Standards change, but the big problem is property taxes and communities via crazy development fees and 'zoning requirements' killing the new starter house market. That is why the MacMansion market developed. By the time a developer jumps through all the government hoops, he has to put big expensive houses on small lots just to break even.
That's all cool for grandma and grandpap who watch their values on their old house rise, but it sure sucks for the grandkids just trying to get started.
I wouldn't expect that builders have much in the way if fixed costs.
They can have tremendous sunk costs if they buy a parcle of land and jump through all the hoops to get permits which makes time a critical issue, but I don't think many have large fixed costs like a manufacturing business where they can sell down the margin just to stay alive.
yes, he advocated more debt, and lots of it.
Feb. 25 (Bloomberg) — Sales of U.S. previously owned homes probably rose in January as record foreclosures brought bargain hunters into the market, economists said before a private groups report today. . .Purchases increased 1.1 percent to a 4.79 million annual rate, according to the median of 70 forecasts in a Bloomberg News survey. The rate reached a record-low 4.45 million in November.
http://www.bloomberg.com/apps/news?pid=20601087&sid=a5avKyMc.HU8&refer=home
Bay Area home prices fall, sales rise
Bay Area year-over-year home sales rose for the fifth month in a row during the month of January while the median price fell to $300,000, almost half of where prices stood a year ago. . .sales were once again spurred by foreclosures, which accounted for 54 percent of resale transactions. Most foreclosure sales, which involve homes that had been foreclosed upon during the last year, are taking place in parts of Contra Costa County and other inland areas.
http://www.mercurynews.com/breakingnews/ci_11740446
Local and state governments do. They derive a significant portion of their revenue from the property tax. Their bonding authority is tied to a reliable revenue stream from property taxes year in, and year out. If housing prices have to come back to reality, then property tax revenues evaporate. Local school funding dries up, and government has to raise taxes elsewhere.

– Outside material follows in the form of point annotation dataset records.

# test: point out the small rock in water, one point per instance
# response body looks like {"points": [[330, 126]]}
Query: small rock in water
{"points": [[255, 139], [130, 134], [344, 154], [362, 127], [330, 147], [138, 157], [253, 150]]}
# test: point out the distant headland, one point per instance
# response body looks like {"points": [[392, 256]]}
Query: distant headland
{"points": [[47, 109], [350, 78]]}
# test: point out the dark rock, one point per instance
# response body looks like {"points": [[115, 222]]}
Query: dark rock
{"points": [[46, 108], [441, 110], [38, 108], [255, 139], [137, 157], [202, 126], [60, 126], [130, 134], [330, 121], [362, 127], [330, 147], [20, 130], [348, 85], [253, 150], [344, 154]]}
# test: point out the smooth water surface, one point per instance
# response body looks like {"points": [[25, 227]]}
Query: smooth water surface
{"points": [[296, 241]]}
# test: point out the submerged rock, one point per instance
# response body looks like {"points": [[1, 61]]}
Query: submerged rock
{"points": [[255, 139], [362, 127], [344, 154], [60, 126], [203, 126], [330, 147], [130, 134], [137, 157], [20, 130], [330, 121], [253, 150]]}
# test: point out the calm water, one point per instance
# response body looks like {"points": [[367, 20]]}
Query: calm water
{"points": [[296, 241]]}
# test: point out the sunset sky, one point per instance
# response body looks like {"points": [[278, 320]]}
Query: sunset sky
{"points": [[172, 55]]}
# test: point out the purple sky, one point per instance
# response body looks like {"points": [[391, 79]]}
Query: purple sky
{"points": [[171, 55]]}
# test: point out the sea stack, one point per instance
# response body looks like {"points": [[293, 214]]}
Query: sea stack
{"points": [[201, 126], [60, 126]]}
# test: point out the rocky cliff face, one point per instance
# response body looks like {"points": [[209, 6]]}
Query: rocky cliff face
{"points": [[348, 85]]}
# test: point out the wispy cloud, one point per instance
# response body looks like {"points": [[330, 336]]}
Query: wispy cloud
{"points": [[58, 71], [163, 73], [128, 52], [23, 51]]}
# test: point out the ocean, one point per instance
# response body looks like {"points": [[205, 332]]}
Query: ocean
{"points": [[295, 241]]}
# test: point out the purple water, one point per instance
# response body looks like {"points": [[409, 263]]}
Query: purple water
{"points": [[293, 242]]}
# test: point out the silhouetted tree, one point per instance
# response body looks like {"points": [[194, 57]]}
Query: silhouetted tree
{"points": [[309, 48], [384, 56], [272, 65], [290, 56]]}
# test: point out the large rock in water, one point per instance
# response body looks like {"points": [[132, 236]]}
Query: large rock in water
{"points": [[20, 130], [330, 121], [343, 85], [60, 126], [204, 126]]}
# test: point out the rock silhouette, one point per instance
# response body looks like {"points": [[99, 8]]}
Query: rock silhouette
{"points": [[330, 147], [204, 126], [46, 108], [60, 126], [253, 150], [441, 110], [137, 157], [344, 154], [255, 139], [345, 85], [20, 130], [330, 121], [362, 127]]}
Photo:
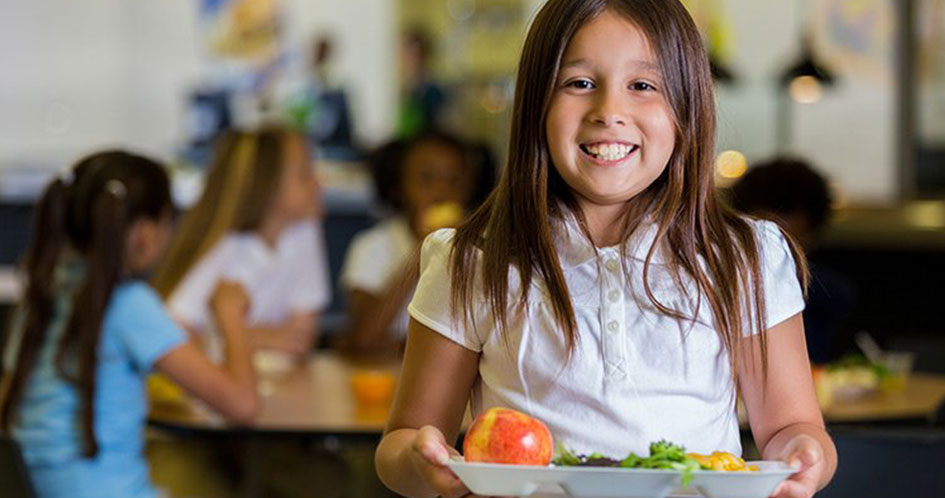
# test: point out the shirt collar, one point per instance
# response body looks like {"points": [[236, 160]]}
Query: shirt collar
{"points": [[574, 248]]}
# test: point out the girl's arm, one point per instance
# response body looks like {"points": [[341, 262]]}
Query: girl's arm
{"points": [[425, 419], [230, 389], [784, 415], [297, 335]]}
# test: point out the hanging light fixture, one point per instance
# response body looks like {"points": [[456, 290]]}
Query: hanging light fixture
{"points": [[806, 77], [720, 71]]}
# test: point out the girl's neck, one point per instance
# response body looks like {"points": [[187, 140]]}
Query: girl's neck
{"points": [[604, 222], [271, 228]]}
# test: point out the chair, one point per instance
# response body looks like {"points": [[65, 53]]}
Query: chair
{"points": [[888, 462], [13, 474]]}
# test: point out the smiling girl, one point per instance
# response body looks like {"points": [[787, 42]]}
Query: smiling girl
{"points": [[603, 288]]}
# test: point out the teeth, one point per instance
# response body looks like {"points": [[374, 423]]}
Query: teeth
{"points": [[609, 152]]}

Are you kidding? If you want higher state and local taxes just tell your local elected to raise them. Government Propping up house prices artificially nationally (using printed money yet) hurts home buyers and is a bad way for you to keep your local tax rates high.
If the total assessed value goes down, due to depreciation formulas, knockdowns, or loss of comparative sales value in a declining economy, then the millage rate could go up to keep the same revenue.
Also, foreclosures should have absolutely no effect on property tax revenues, since the bank that owns the property would be responsible for making sure the taxes are paid, so that the property does not get sold in a tax sale to someone else (who would then pay back taxes plus interest, and then be responsible for property taxes thereafter.)
I’m not lobbying for high house prices or higher local taxes. I’m just telling you why housing prices won’t drop to where they were 13 years ago as stocks have. If the bond rating agencies found that states could not rely on a continuing stream of high property taxes, the muni bond ratings would sink and borrowing costs for states would skyrocket. We would get higher other taxes then, and the politicians would be in jeopardy.
You are saying federal officials are propping up house prices with massive debt to keep local property taxes high? .
Capital gains taxes on stocks plummeted, they didnt push stock prices higher with borrowed money to keep tax revenues coming in. Except GM.
Well I have news for you - Kalifornia is coming to you.